Duct tape his mouth shut so he can't read from the TelePrompTer and the fingers on his left hand so he can't sign more E orders. That's a good start!


----------



## keith9365 (Apr 23, 2014)

Alabama chrome!


----------



## Sharkbait (Feb 9, 2014)

Makes for a great baby sitter too.


----------



## Oddcaliber (Feb 17, 2014)

Its part of my hurrcaine preps. Can never have enough duct tape.


----------



## PaulS (Mar 11, 2013)

That baby sitter picture made me think of a new way to get my grand children to hold the target still. It's really hard to get small groups when the kids are running all over the back forty.


----------



## bigwheel (Sep 22, 2014)

Hope thats photo chopped.


----------



## paraquack (Mar 1, 2013)

Duct tape may be good, but:
View attachment 10073


----------



## Arklatex (May 24, 2014)

Hmmmm.

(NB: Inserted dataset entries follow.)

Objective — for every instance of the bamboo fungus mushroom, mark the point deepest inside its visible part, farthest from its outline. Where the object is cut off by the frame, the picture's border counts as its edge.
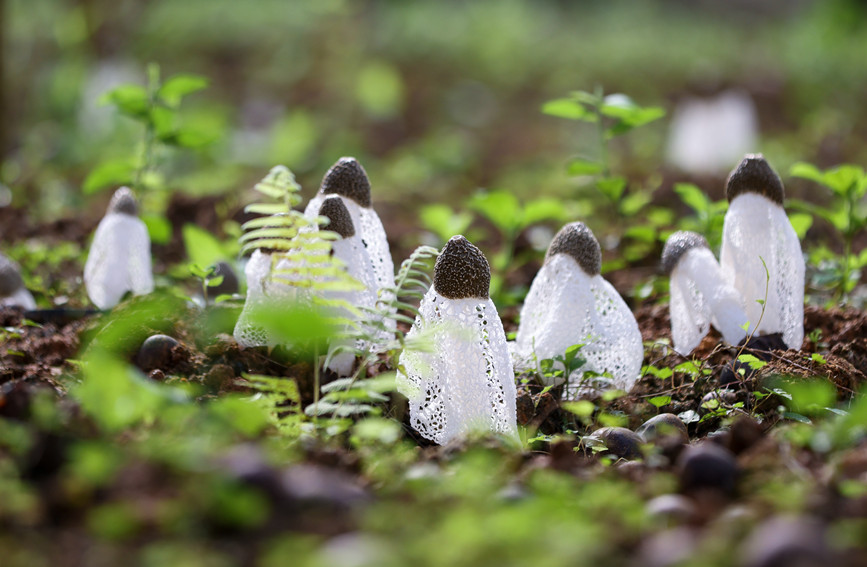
(348, 180)
(120, 256)
(756, 229)
(570, 303)
(700, 295)
(467, 382)
(352, 252)
(12, 290)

Duct tape....

Makeshift bandaid

Emergency clothing repair

Lint remover

Hose repair

Temporary roof shingle

Brain surgery

Temporary window crack repair

Tent patch

Tape your socks/pants to keep out ticks

Babysitter

Emergency shoe repair

Patch a leak

Flystrip

Bind a hostage

Replace lawn chair webbing

Tape ducts!!!


Whew! That's all I got for now.


----------



## BagLady (Feb 3, 2014)

Arklatex said:


> Hmmmm. Duct tape....
> 
> Makeshift bandaid
> 
> ...


Brain Surgery??? You really are a MAN with Many talents, ARK!! :77:


----------



## BagLady (Feb 3, 2014)

USPreppers said:


> Duct Tape and 9 other useful items around the house for survival


twiddles thumbs.. waiting for the other 9 items...:sleeping:


----------



## paraquack (Mar 1, 2013)

Here's a few I found:
View attachment 10074
View attachment 10075
View attachment 10076
View attachment 10077


----------



## Jakthesoldier (Feb 1, 2015)

Handles. Non slip handles for axes, knives, etc. 
Also makes a convenient jar opener.


----------



## bigwheel (Sep 22, 2014)

paraquack said:


> Here's a few I found:
> View attachment 10074
> View attachment 10075
> View attachment 10076
> View attachment 10077


Had to steal the fat boy. Sorry. He looks like somebody I know.


----------



## paraquack (Mar 1, 2013)

Kepp him around, if push came to shove, he could feed a family of six for a week. LOL


----------



## TJC357 (Mar 15, 2015)

I have several rolls of the Gorilla brand duct tape, I also keep some Zip Ties of various sizes and color, a couple of rolls of Electric Tape.


----------



## DadofTheFamily (Feb 19, 2015)

TJC357 said:


> I have several rolls of the Gorilla brand duct tape, I also keep some Zip Ties of various sizes and color, a couple of rolls of Electric Tape.


Couldn't agree more with this.


----------



## eferred (Mar 15, 2015)

I"ve never been impressed with the stuff. Gorilly tape is sticker and stronger. Fiberglass thread-reinforced packing tape is a lot tougher yet, but so sticky that if you let it twist or curl on you, you might as well cut off that piece, cause there's no fixing it. No tape is worth much under damp/cold conditions. I've had a job wherein I honestly used a full case of duct tape per day, for over a month (asbestos abatement and I was the guy charged with keeping the 2 layers of plastic sheeting 'up" in place, all over a high school.


----------



## kevincali (Nov 15, 2012)

bigwheel said:


> Hope thats photo chopped.


It's a commercial for an orange company "Halo's". It's a snapshot of the commercial. I had to look twice lol


----------



## topgun (Oct 2, 2013)

AquaHull said:


> Red Green - The Official Red Green Web Site
> This is all you need to know about duct tape.
> Keep your head up and your stick on the ice,we're pulling for you.
> If the women don't find you handsome at least let them find you handy


Thanks for posting a link to my Possum Lodge mentor. Because................................................................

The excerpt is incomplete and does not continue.